Później przychodzą do pracy - ZDERZENIE Z RZECZYWISTOŚCIĄ ! .... BUUUM .... do pracy do firmy elektronicznej no bo przecież są po elektronice to gdzie ma taki człowiek iść ? .... I na pierwsze pytanie np o prawidłowe zaprojektowanie zasilania do układu mikroprocesorowego ???? .... możesz nie wierzyć! ale tak jest i to nie są moje wymysły
.... więc nawet często nie wiedzą co to jest chociażby układ 7805 nie wspominając już o jego podłączeniu, czy jakimś filtrowaniu zasilania ....
Ale ja się z tych ludzi nie wyśmiewam - szkoda mi ich, bo prawda jest też taka - że ta moda powoduje, że wiele osób nie chce się uczyć, albo ... co gorsze nawet nie ma ich kto w różnych szkołach uczyć !!! SZCZEGÓLNIE w POLSCE .... co jest już kompletnie chore.
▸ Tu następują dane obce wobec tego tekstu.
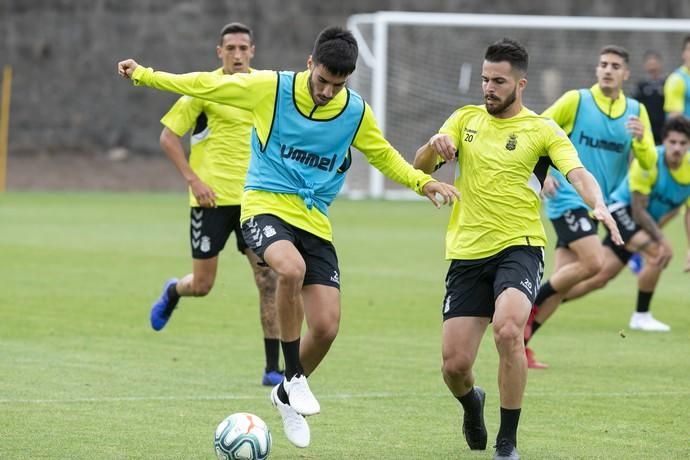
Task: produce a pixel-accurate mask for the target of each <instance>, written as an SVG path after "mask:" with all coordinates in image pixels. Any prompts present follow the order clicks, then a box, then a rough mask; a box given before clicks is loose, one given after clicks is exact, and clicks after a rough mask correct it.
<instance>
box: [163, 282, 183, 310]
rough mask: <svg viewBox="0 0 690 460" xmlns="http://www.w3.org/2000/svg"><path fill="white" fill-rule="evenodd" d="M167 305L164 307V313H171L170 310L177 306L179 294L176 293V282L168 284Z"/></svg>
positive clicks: (179, 300)
mask: <svg viewBox="0 0 690 460" xmlns="http://www.w3.org/2000/svg"><path fill="white" fill-rule="evenodd" d="M167 294H168V300H169V302H168V305H167V307H166V308H165V314H166V315H171V314H172V311H173V310H174V309H175V308H176V307H177V302H179V301H180V294H178V293H177V283H174V284H171V285H170V286H168V290H167Z"/></svg>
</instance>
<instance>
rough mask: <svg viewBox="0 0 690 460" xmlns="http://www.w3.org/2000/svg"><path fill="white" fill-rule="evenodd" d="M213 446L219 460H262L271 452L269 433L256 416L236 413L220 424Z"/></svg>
mask: <svg viewBox="0 0 690 460" xmlns="http://www.w3.org/2000/svg"><path fill="white" fill-rule="evenodd" d="M213 444H214V445H215V447H216V455H217V456H218V458H219V460H264V459H266V458H268V454H269V453H270V452H271V432H270V431H269V429H268V425H266V423H265V422H264V421H263V420H261V419H260V418H259V417H257V416H256V415H254V414H248V413H246V412H238V413H236V414H232V415H230V416H228V417H227V418H226V419H225V420H223V421H222V422H220V424H219V425H218V428H216V435H215V438H214V442H213Z"/></svg>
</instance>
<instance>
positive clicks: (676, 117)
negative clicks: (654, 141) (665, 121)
mask: <svg viewBox="0 0 690 460" xmlns="http://www.w3.org/2000/svg"><path fill="white" fill-rule="evenodd" d="M671 131H675V132H678V133H681V134H685V135H686V136H687V137H688V139H690V119H688V117H686V116H685V115H676V116H675V117H670V118H669V119H668V120H666V123H664V127H663V128H662V130H661V138H662V139H666V136H668V133H670V132H671Z"/></svg>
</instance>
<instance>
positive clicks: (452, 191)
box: [422, 180, 460, 208]
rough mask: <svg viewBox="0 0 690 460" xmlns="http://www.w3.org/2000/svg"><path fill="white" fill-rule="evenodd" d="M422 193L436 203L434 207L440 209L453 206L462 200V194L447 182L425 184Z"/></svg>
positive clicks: (435, 203) (432, 182)
mask: <svg viewBox="0 0 690 460" xmlns="http://www.w3.org/2000/svg"><path fill="white" fill-rule="evenodd" d="M422 193H424V195H425V196H426V197H427V198H429V200H430V201H431V202H432V203H434V206H436V207H437V208H440V207H441V205H444V204H447V205H451V204H453V202H454V201H455V200H457V199H458V198H460V192H458V190H457V189H456V188H455V187H453V186H452V185H450V184H446V183H445V182H438V181H435V180H434V181H431V182H427V183H426V184H424V187H422Z"/></svg>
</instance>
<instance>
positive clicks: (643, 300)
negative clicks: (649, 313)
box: [637, 291, 654, 313]
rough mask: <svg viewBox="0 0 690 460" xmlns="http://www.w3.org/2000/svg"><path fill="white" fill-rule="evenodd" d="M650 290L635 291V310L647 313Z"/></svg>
mask: <svg viewBox="0 0 690 460" xmlns="http://www.w3.org/2000/svg"><path fill="white" fill-rule="evenodd" d="M653 294H654V291H652V292H642V291H637V312H638V313H647V312H648V311H649V303H650V302H651V301H652V295H653Z"/></svg>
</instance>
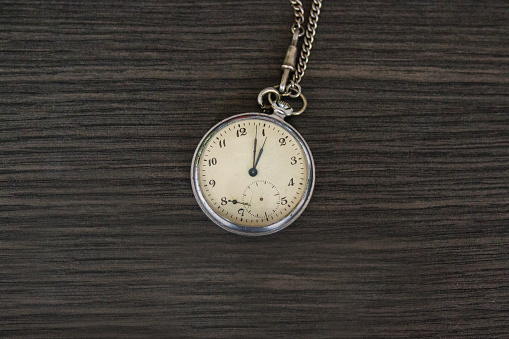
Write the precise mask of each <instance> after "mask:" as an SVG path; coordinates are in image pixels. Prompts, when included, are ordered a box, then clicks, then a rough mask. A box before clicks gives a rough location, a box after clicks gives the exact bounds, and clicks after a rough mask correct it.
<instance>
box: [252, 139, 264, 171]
mask: <svg viewBox="0 0 509 339" xmlns="http://www.w3.org/2000/svg"><path fill="white" fill-rule="evenodd" d="M266 141H267V137H265V140H264V141H263V145H262V148H260V152H259V153H258V158H256V162H255V165H254V168H256V166H257V165H258V161H260V157H261V156H262V152H263V146H265V142H266Z"/></svg>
Zwykle taką osobą trzeba edukować wręcz od początku ... ale nie każdy pracodawca ma na to czas i ochotę. Ba! ... często sam zainteresowany nie ma na to ochoty ....
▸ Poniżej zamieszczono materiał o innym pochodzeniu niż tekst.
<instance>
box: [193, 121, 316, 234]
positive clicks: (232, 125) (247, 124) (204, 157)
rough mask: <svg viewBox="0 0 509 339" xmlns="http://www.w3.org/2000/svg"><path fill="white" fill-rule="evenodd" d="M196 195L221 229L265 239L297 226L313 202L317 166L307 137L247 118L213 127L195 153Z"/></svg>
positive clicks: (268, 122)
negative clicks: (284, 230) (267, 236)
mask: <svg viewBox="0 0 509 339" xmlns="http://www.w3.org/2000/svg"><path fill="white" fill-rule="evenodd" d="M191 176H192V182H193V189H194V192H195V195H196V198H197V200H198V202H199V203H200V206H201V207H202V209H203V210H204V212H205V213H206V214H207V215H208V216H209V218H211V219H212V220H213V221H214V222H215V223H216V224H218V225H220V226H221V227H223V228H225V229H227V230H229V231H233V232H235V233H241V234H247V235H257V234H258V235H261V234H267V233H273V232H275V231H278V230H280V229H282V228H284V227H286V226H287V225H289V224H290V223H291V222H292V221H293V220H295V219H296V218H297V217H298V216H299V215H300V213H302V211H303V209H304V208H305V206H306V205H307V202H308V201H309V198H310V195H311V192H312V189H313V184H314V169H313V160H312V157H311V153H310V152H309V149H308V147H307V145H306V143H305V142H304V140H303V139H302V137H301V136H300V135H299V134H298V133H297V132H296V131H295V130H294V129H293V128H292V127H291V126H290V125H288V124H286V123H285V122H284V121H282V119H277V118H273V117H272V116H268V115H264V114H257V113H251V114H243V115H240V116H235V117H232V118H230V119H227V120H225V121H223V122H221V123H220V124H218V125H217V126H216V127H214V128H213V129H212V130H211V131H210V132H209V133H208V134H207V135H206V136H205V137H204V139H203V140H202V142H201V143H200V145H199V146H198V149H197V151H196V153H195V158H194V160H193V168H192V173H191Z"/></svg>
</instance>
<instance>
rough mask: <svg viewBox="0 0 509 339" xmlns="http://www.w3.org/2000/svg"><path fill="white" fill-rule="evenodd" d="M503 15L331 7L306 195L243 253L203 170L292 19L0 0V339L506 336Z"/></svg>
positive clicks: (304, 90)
Dlatego i teraz uważaj bo drugi raz tego nie powtórzę .... Ja swoim skromnym działaniem staram się to zmienić .... wiem, że nie jestem sam, jest MNÓSTWO osób, które myślą podobnie i starają się uczyć szczególnie młodych ludzi .... zarażać ich pasją. Mam kontakt już z wieloma ciekawymi nauczycielami, sam poza tym co piszę (książki), poza poradnikami na blogu na yotube .... prowadzę też od niedawna koło elektroniczne w jednym ze szczecińskich techników elektronicznych. Nie mówię tego po to aby się chwalić .... bo i nie ma czym, sam wciąż też się uczę - ale zarażam pasją ...
Staram się zarazić ludzi tą nauką od PODSTAW a takie osoby jak ty czy kolega Sparrow-hawk przynajmniej tutaj na tym forum mi w tym ewidentnie przeszkadzają swoimi spostrzeżeniami z kosmosu - ŻE NIE WARTO SIĘ UCZYĆ elektroniki , że nie warto się uczyć projektowania obwodów ....
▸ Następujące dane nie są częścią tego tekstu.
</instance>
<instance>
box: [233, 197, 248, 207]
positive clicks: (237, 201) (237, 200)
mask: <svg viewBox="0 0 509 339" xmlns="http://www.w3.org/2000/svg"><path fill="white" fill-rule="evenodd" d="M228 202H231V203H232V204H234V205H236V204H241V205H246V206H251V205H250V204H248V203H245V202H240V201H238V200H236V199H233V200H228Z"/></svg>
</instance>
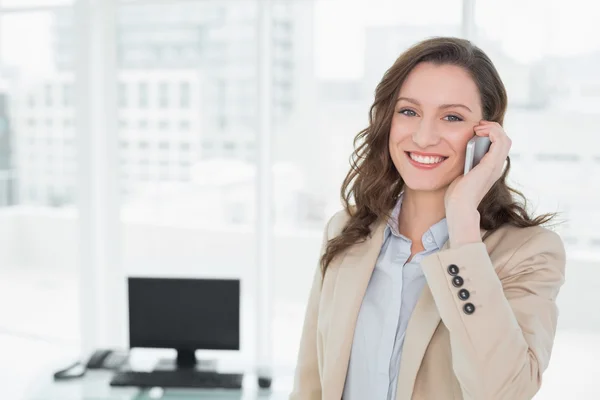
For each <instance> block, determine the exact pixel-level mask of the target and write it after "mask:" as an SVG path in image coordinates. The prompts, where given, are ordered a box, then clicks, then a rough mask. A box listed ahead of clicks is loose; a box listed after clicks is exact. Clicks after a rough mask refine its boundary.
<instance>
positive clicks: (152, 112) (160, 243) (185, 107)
mask: <svg viewBox="0 0 600 400" xmlns="http://www.w3.org/2000/svg"><path fill="white" fill-rule="evenodd" d="M255 6H256V2H253V1H246V0H239V1H218V2H212V1H204V0H197V1H181V2H170V1H165V2H137V3H136V2H131V3H122V4H121V5H120V7H119V10H118V34H117V47H118V67H119V84H120V85H122V86H123V87H126V88H127V96H128V97H127V98H128V99H132V101H128V102H127V107H119V110H118V114H119V115H118V118H119V119H121V120H125V121H128V123H127V126H126V129H125V127H123V128H122V129H121V130H120V131H119V141H120V143H121V145H120V146H119V152H120V157H119V158H120V159H121V160H122V163H121V171H120V173H121V179H122V183H123V184H122V193H121V194H122V207H121V216H122V221H123V235H122V237H123V240H124V242H123V246H122V249H123V254H124V256H123V257H124V261H125V268H126V271H127V274H129V275H142V276H145V275H161V276H180V277H181V276H183V277H190V278H194V277H214V276H217V277H237V278H241V279H242V284H243V285H246V286H244V287H246V288H247V289H246V290H244V291H243V293H245V294H244V296H252V290H251V288H250V286H247V285H248V283H247V282H248V281H247V279H248V278H253V277H254V275H255V274H254V272H253V271H254V266H255V261H254V259H255V256H254V254H255V251H254V249H255V247H256V243H255V235H254V224H255V201H254V199H255V197H256V195H255V184H254V180H255V170H256V169H255V166H254V164H252V163H250V162H248V161H247V159H248V158H249V157H248V156H249V153H252V150H247V148H246V147H245V146H244V143H246V142H247V141H251V142H254V141H255V140H256V107H255V105H256V91H255V90H254V87H252V88H251V89H252V91H248V90H247V86H248V85H247V84H245V83H246V82H248V81H250V82H254V81H255V79H256V56H255V53H254V52H253V51H250V52H248V51H246V49H255V48H256V37H255V31H256V29H255V23H256V10H255ZM243 302H244V304H253V300H252V299H250V298H248V297H243ZM246 314H247V313H246ZM246 314H243V320H242V324H243V325H242V326H243V327H244V330H243V333H244V334H243V335H242V352H241V356H242V358H244V357H246V356H247V354H246V351H248V349H251V348H252V347H253V344H254V341H253V340H252V339H248V335H252V334H253V328H252V326H253V325H251V324H252V319H255V318H253V317H252V318H251V320H250V321H248V318H247V316H245V315H246ZM248 315H250V314H248ZM252 315H254V313H253V314H252ZM248 324H250V325H248Z"/></svg>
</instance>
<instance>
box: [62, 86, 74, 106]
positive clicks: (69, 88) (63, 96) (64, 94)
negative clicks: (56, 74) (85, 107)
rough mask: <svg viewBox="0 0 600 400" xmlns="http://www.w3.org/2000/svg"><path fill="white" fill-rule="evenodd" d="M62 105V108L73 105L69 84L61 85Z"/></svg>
mask: <svg viewBox="0 0 600 400" xmlns="http://www.w3.org/2000/svg"><path fill="white" fill-rule="evenodd" d="M62 103H63V106H64V107H71V106H72V105H73V85H71V84H69V83H63V85H62Z"/></svg>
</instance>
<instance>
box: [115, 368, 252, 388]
mask: <svg viewBox="0 0 600 400" xmlns="http://www.w3.org/2000/svg"><path fill="white" fill-rule="evenodd" d="M243 377H244V375H243V374H221V373H217V372H208V371H196V370H193V369H191V370H175V371H151V372H141V371H121V372H117V373H116V374H115V375H114V376H113V378H112V380H111V381H110V385H111V386H137V387H144V388H149V387H162V388H203V389H216V388H223V389H241V388H242V379H243Z"/></svg>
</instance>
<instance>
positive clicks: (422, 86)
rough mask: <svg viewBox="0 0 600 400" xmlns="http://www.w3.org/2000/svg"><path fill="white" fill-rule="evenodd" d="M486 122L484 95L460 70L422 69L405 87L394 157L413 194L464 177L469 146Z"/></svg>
mask: <svg viewBox="0 0 600 400" xmlns="http://www.w3.org/2000/svg"><path fill="white" fill-rule="evenodd" d="M481 119H482V111H481V100H480V95H479V90H478V89H477V86H476V84H475V82H474V81H473V79H472V78H471V77H470V76H469V74H468V73H467V71H465V70H464V69H463V68H461V67H457V66H454V65H435V64H432V63H421V64H418V65H417V66H416V67H415V68H414V69H413V70H412V71H411V72H410V74H409V75H408V77H407V78H406V80H405V81H404V84H403V85H402V87H401V88H400V91H399V94H398V97H397V101H396V107H395V110H394V116H393V117H392V126H391V129H390V141H389V148H390V155H391V157H392V161H393V162H394V165H395V166H396V169H397V170H398V172H399V173H400V176H402V179H403V180H404V183H405V184H406V186H407V187H408V188H410V189H412V190H424V191H434V190H440V189H445V188H446V187H447V186H448V185H450V183H452V181H453V180H454V179H455V178H456V177H458V176H459V175H461V174H462V173H463V169H464V162H465V151H466V146H467V142H468V141H469V139H471V138H472V137H473V135H474V132H473V127H474V126H475V125H477V124H478V123H479V121H480V120H481Z"/></svg>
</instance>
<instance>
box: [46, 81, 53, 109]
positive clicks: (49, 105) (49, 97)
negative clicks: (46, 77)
mask: <svg viewBox="0 0 600 400" xmlns="http://www.w3.org/2000/svg"><path fill="white" fill-rule="evenodd" d="M44 101H45V103H46V107H52V85H50V84H49V83H48V84H46V85H45V86H44Z"/></svg>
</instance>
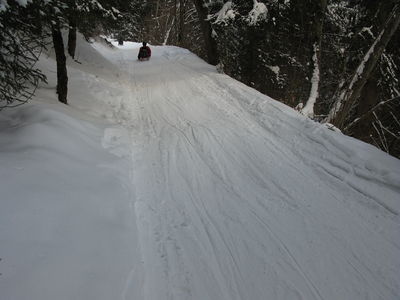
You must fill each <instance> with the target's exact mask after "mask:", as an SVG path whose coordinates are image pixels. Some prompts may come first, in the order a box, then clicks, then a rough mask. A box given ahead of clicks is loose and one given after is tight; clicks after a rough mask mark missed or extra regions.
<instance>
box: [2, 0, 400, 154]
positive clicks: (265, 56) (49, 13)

I to dlatego nie będę tego tolerował na tym forum. Jeśli macie ochotę ogłosić swoje nowiny całemu światu - to proszę was idźcie to głosić na inne fora - pewnie przyjmą was z otwartymi rękami - czego wam życzę ....
Ale zapamiętajcie JEDNO .....
dla mnie programowanie mikrokontrolerów bez nauczenia się jak do takiego mikrokontrolera zaprojektować PORZĄDNIE płytkę PCB, jak chociaż raz zbudować takie urządzenie od podstaw aby zrozumieć jak TO W ŚRODKU działa - to znaczy tyle mniej więcej jak byś dał dziecku do lizania najsmaczniejszego lizaka na świecie, tyle że kazałbyś aby lizał go bez odwijania - przez papierek.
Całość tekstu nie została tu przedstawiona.